Les carpocratiens, selon le même Père de l’Église[1], commettaient le péché de sodomie dans leurs assemblées, et abusaient de toutes les parties du corps des femmes ; après quoi, ils faisaient des opérations magiques.

Les cérinthiens ne se livraient pas à ces abominations[2] ; mais ils étaient persuadés que Jésus-Christ était fils de Joseph.

Les ébionites, dans leur Évangile, prétendaient que saint Paul, ayant voulu épouser la fille de Gamaliel et n’ayant pu y parvenir, s’était fait chrétien dans sa colère, et avait établi le christianisme pour se venger[3].

Toutes ces accusations ne parvinrent pas d’abord au gouvernement. Les Romains firent peu d’attention aux querelles et aux reproches mutuels de ces petites sociétés de Juifs, de Grecs, d’Égyptiens cachés dans la populace ; de même qu’aujourd’hui, à Londres, le parlement ne s’embarrasse point de ce que font les mennonites, les piétistes, les anabaptistes, les millénaires, les moraves, les méthodistes. On s’occupe d’affaires plus pressantes, et on ne porte des yeux attentifs sur ces accusations secrètes que lorsqu’elles paraissent enfin dangereuses par leur publicité.

Elles parvinrent avec le temps aux oreilles du sénat, soit par les juifs, qui étaient les ennemis implacables des chrétiens, soit par les chrétiens eux-mêmes ; et de là vint qu’on imputa à toutes les sociétés chrétiennes les crimes dont quelques-unes étaient accusées ; de là vint que leurs initiations furent calomniées si longtemps ; de là vinrent les persécutions qu’ils essuyèrent. Ces persécutions mêmes les obligèrent à la plus grande circonspection ; ils se cantonnèrent, ils s’unirent, ils ne montrèrent jamais leurs livres qu’à leurs initiés.
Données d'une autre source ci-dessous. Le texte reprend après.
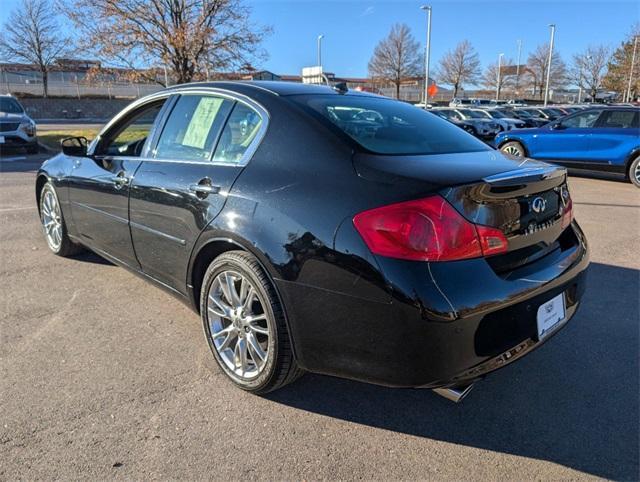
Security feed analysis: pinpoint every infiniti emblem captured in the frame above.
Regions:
[531,197,547,214]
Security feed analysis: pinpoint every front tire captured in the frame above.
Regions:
[200,251,303,393]
[500,141,525,157]
[40,181,83,257]
[627,156,640,187]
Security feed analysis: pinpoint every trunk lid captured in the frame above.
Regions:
[354,151,569,259]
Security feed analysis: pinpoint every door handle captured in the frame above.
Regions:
[189,177,220,198]
[111,171,130,189]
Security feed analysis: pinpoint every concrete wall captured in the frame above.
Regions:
[20,98,132,121]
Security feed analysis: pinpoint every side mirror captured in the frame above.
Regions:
[60,137,89,157]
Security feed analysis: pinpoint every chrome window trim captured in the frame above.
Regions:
[87,86,271,167]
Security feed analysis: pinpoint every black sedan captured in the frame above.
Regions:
[35,82,588,400]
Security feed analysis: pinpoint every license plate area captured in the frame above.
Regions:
[536,293,566,340]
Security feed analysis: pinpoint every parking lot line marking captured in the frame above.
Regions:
[0,156,27,162]
[0,206,36,213]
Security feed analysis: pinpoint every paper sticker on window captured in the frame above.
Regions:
[182,97,224,149]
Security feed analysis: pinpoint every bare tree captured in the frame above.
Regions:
[67,0,270,84]
[603,22,640,100]
[369,24,421,98]
[0,0,69,97]
[527,44,567,99]
[482,59,514,98]
[437,40,480,97]
[571,45,611,101]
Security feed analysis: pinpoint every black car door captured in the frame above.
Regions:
[130,91,267,293]
[69,97,166,269]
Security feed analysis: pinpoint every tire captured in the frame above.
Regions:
[40,181,84,257]
[200,251,303,394]
[627,156,640,187]
[500,141,526,157]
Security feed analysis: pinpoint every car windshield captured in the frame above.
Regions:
[487,110,507,119]
[459,109,486,119]
[0,97,24,114]
[291,94,489,155]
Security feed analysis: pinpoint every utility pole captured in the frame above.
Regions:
[420,5,431,110]
[496,54,504,100]
[515,40,522,95]
[625,35,638,102]
[544,23,556,107]
[318,35,324,69]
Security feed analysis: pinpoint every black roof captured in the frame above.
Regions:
[169,80,377,97]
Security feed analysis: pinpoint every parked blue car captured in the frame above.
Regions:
[495,107,640,187]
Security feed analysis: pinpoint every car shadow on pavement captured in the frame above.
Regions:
[267,263,640,480]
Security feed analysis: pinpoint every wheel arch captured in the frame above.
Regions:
[36,171,49,215]
[624,146,640,176]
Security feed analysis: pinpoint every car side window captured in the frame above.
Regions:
[600,110,638,129]
[562,110,601,129]
[97,99,166,157]
[213,102,262,165]
[154,94,234,162]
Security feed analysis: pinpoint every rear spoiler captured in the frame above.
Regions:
[482,165,567,186]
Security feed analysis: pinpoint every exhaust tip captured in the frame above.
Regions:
[433,383,473,403]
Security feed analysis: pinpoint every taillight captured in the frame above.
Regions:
[561,186,573,230]
[353,196,508,261]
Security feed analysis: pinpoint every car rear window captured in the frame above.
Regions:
[0,97,24,114]
[291,94,489,155]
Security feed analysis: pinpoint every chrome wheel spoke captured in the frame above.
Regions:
[247,333,267,367]
[233,338,247,376]
[208,295,233,318]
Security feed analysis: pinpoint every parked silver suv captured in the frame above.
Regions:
[0,95,38,154]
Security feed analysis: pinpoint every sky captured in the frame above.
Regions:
[0,0,640,77]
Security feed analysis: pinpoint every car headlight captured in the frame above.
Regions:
[18,120,36,137]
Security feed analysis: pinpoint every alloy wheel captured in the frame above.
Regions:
[40,189,62,251]
[502,144,522,157]
[207,271,271,381]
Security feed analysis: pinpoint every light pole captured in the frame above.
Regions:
[544,23,556,107]
[318,35,324,69]
[515,40,522,95]
[496,54,504,100]
[420,5,431,110]
[625,35,638,102]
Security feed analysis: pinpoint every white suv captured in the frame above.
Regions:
[0,95,38,154]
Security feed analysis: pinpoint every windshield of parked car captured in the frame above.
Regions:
[291,94,489,155]
[458,109,486,119]
[0,97,24,114]
[487,110,507,119]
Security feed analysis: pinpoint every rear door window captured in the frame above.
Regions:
[292,94,489,155]
[599,110,638,129]
[562,110,601,129]
[213,102,262,165]
[155,95,234,162]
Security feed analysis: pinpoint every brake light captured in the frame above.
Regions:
[562,195,573,230]
[353,196,508,261]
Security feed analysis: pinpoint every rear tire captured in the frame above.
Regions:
[627,156,640,187]
[500,141,525,157]
[200,251,303,394]
[40,181,84,257]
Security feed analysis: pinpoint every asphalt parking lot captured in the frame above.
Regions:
[0,155,640,480]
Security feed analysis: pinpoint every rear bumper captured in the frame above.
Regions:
[278,223,589,388]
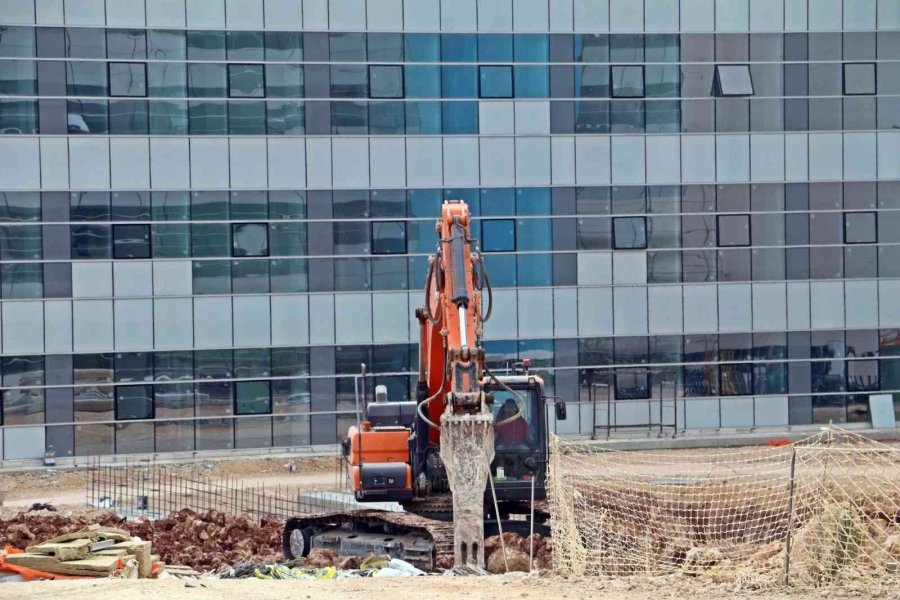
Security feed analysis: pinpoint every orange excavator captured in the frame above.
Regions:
[283,201,566,571]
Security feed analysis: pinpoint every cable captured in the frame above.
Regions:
[484,362,525,427]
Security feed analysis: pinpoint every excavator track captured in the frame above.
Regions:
[282,510,453,572]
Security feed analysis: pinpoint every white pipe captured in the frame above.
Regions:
[459,306,469,348]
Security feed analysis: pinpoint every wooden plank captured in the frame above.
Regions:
[26,538,93,560]
[6,554,119,577]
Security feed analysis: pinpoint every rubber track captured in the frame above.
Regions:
[288,510,453,565]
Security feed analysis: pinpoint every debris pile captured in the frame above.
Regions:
[0,524,163,579]
[0,509,282,571]
[484,533,553,574]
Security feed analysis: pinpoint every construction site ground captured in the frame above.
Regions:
[0,456,341,517]
[0,574,900,600]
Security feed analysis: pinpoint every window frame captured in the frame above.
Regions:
[366,65,406,100]
[713,63,756,98]
[841,61,878,97]
[843,210,878,246]
[113,382,156,422]
[609,64,647,100]
[369,219,409,256]
[225,63,268,100]
[610,216,650,250]
[110,223,153,260]
[478,64,516,100]
[228,221,272,258]
[716,213,753,248]
[106,61,150,98]
[231,379,272,417]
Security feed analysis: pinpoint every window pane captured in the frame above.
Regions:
[266,65,303,98]
[192,260,231,294]
[369,65,403,98]
[372,221,406,254]
[613,217,647,250]
[225,31,263,60]
[0,26,35,57]
[187,31,225,60]
[441,102,478,134]
[481,219,516,252]
[331,65,368,98]
[328,33,366,62]
[228,102,266,135]
[150,101,188,135]
[266,31,303,61]
[152,223,191,258]
[188,63,227,98]
[109,63,147,97]
[0,60,36,96]
[0,263,44,299]
[269,258,307,293]
[0,100,38,134]
[66,61,106,96]
[65,27,106,58]
[331,102,369,135]
[404,65,441,98]
[716,65,753,96]
[113,225,150,258]
[844,63,875,96]
[479,67,513,98]
[147,29,187,60]
[106,29,147,59]
[367,33,403,62]
[612,66,644,98]
[147,63,187,98]
[228,65,266,98]
[231,223,269,256]
[266,101,305,135]
[718,215,750,247]
[2,356,45,425]
[191,223,231,256]
[111,192,149,221]
[844,212,878,244]
[109,100,149,135]
[188,102,228,135]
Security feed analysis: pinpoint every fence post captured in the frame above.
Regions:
[784,445,797,585]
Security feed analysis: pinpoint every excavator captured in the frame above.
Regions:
[282,200,566,571]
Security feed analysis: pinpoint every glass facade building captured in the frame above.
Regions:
[0,0,900,460]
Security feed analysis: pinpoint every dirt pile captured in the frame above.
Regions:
[484,533,553,574]
[0,509,283,571]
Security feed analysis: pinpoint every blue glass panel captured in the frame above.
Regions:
[441,67,478,98]
[516,254,553,287]
[481,188,516,217]
[441,33,478,62]
[514,66,550,98]
[406,190,441,219]
[516,188,550,215]
[405,65,441,98]
[405,102,441,135]
[403,33,441,62]
[516,219,553,250]
[478,33,512,62]
[478,67,512,98]
[481,219,516,252]
[441,102,478,134]
[515,33,550,62]
[484,254,517,288]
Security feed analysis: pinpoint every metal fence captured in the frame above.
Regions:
[87,460,399,519]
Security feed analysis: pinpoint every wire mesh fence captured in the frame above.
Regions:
[87,460,393,519]
[548,427,900,588]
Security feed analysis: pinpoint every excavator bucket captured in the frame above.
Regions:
[441,408,494,568]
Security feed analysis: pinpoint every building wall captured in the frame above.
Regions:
[0,0,900,459]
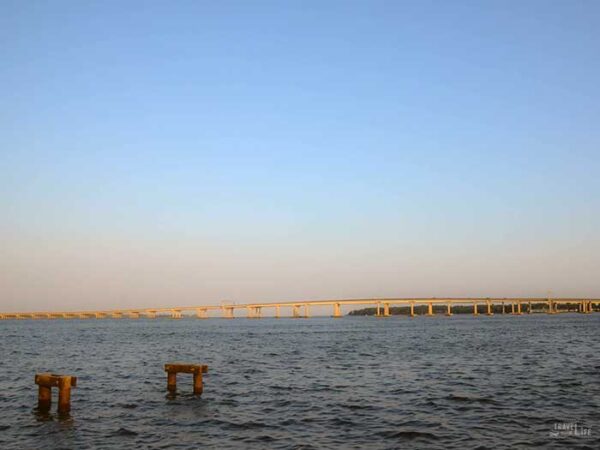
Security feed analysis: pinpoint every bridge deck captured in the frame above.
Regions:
[0,297,600,319]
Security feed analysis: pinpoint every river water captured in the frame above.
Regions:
[0,314,600,449]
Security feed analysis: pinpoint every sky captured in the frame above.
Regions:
[0,0,600,312]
Nul magistrat romain, nul empereur n’en eut jamais la moindre connaissance, comme on l’a déjà prouvé[4]. La Providence augmenta pendant trois siècles leur nombre et leurs richesses, jusqu’à ce qu’enfin Constance Chlore les protégea ouvertement, et Constantin son fils embrassa leur religion.
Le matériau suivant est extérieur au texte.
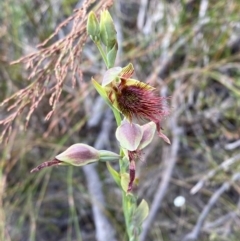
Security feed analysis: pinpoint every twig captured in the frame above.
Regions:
[140,104,181,241]
[83,105,116,241]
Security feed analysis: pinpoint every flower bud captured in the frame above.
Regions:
[100,10,117,49]
[87,11,100,41]
[55,144,100,166]
[107,42,118,68]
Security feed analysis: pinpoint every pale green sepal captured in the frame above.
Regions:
[116,119,143,151]
[98,150,120,162]
[55,143,99,166]
[138,121,156,150]
[87,11,100,41]
[107,162,121,187]
[107,42,118,68]
[119,63,134,79]
[120,172,131,195]
[102,67,122,87]
[100,10,117,48]
[133,199,149,227]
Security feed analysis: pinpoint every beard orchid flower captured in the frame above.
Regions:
[102,64,170,144]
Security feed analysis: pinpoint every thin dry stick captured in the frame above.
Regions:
[140,111,181,241]
[183,173,240,241]
[83,107,116,241]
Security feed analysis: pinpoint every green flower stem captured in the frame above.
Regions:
[94,33,139,241]
[94,41,108,68]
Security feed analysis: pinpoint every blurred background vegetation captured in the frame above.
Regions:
[0,0,240,241]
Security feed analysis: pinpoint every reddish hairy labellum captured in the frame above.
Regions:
[116,80,168,123]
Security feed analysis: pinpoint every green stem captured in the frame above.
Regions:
[95,41,108,68]
[95,34,138,241]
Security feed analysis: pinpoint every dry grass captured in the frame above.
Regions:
[0,0,240,241]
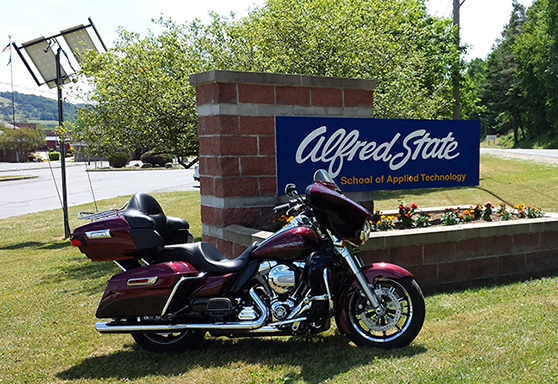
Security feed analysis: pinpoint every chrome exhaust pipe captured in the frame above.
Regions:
[95,288,269,333]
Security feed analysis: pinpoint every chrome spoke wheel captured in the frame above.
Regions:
[347,278,424,348]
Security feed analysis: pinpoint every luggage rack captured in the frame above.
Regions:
[78,202,128,222]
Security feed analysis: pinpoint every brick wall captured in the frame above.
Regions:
[361,213,558,291]
[190,71,375,256]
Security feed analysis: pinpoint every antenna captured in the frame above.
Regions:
[13,18,107,239]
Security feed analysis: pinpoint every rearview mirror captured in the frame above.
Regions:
[285,183,298,197]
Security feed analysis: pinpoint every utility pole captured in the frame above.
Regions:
[452,0,465,120]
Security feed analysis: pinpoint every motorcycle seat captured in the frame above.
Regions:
[157,241,257,274]
[123,192,190,244]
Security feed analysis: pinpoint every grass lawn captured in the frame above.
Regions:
[0,156,558,384]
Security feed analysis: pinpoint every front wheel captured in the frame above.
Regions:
[132,330,205,352]
[345,277,425,349]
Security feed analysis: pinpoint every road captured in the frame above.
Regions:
[481,148,558,158]
[0,162,199,218]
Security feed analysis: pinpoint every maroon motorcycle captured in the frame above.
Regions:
[71,170,425,352]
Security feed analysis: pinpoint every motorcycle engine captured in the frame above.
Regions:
[267,264,296,294]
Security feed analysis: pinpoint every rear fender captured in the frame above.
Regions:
[335,263,413,334]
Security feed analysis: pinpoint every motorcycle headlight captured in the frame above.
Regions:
[360,220,374,244]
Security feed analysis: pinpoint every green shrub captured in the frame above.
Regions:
[109,152,130,168]
[140,151,172,167]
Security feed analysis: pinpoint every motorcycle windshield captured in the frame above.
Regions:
[314,169,341,193]
[306,170,370,243]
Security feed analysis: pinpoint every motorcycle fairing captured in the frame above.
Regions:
[306,182,370,244]
[335,263,413,334]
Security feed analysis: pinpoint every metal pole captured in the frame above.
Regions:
[56,47,70,239]
[8,35,15,129]
[452,0,461,120]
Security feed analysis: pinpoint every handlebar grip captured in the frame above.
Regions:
[273,203,291,213]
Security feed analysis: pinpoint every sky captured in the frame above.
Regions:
[0,0,533,102]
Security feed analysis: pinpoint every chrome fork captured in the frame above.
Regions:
[330,234,385,315]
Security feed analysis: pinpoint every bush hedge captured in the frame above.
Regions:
[109,152,130,168]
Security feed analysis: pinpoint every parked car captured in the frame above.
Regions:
[194,163,200,181]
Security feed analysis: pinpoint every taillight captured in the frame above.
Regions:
[70,237,85,247]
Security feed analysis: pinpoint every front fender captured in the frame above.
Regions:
[335,263,413,334]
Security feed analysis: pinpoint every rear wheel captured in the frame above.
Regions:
[132,331,205,352]
[346,277,425,349]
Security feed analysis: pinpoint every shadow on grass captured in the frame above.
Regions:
[57,334,426,383]
[0,240,71,251]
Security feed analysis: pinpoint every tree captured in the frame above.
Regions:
[0,127,45,153]
[193,0,460,118]
[77,24,199,166]
[74,0,461,160]
[514,0,558,146]
[481,0,525,143]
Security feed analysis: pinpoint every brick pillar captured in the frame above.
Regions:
[190,71,376,255]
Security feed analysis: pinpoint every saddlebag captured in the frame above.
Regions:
[96,261,205,318]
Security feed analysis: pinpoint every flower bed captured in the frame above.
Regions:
[372,201,544,231]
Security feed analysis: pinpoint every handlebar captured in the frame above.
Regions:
[273,197,304,213]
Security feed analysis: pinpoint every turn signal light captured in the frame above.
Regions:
[70,237,85,247]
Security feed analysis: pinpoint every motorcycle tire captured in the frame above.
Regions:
[346,277,425,349]
[132,330,205,352]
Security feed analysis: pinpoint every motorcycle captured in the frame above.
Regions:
[71,170,425,352]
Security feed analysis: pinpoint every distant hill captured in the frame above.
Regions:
[0,92,79,126]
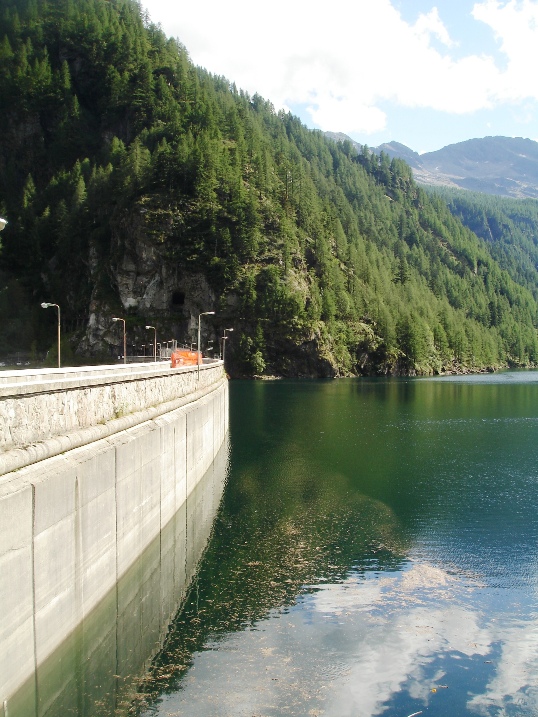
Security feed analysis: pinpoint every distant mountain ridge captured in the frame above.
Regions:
[329,133,538,199]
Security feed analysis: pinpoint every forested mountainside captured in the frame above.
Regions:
[435,189,538,299]
[0,0,538,376]
[374,137,538,199]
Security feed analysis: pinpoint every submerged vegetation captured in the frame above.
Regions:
[0,0,538,376]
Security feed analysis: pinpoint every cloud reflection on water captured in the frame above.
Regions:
[153,563,538,717]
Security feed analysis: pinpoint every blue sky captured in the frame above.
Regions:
[142,0,538,152]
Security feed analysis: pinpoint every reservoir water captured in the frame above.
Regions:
[131,372,538,717]
[11,371,538,717]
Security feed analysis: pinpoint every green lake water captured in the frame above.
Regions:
[132,372,538,717]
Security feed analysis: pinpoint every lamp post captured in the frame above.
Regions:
[222,329,233,366]
[146,326,157,363]
[196,311,215,380]
[112,316,127,363]
[41,301,62,368]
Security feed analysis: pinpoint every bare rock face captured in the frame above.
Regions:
[78,200,217,355]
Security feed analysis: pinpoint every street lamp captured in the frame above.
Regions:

Cependant les noms d’initiés et de mystères subsistèrent, et on les cacha aux Gentils autant qu’on le put. Pour les mystères des Gentils, ils durèrent jusqu’au temps de Théodose.

  1. Feuillet 46, au revers. (Note de Voltaire.)
  2. Page 49. (Id.)
  3. Feuillet 62, au revers. (Id.)
  4. Voyez dans les Mélanges, année 1768, l’article v de l’Épitre aux Romains.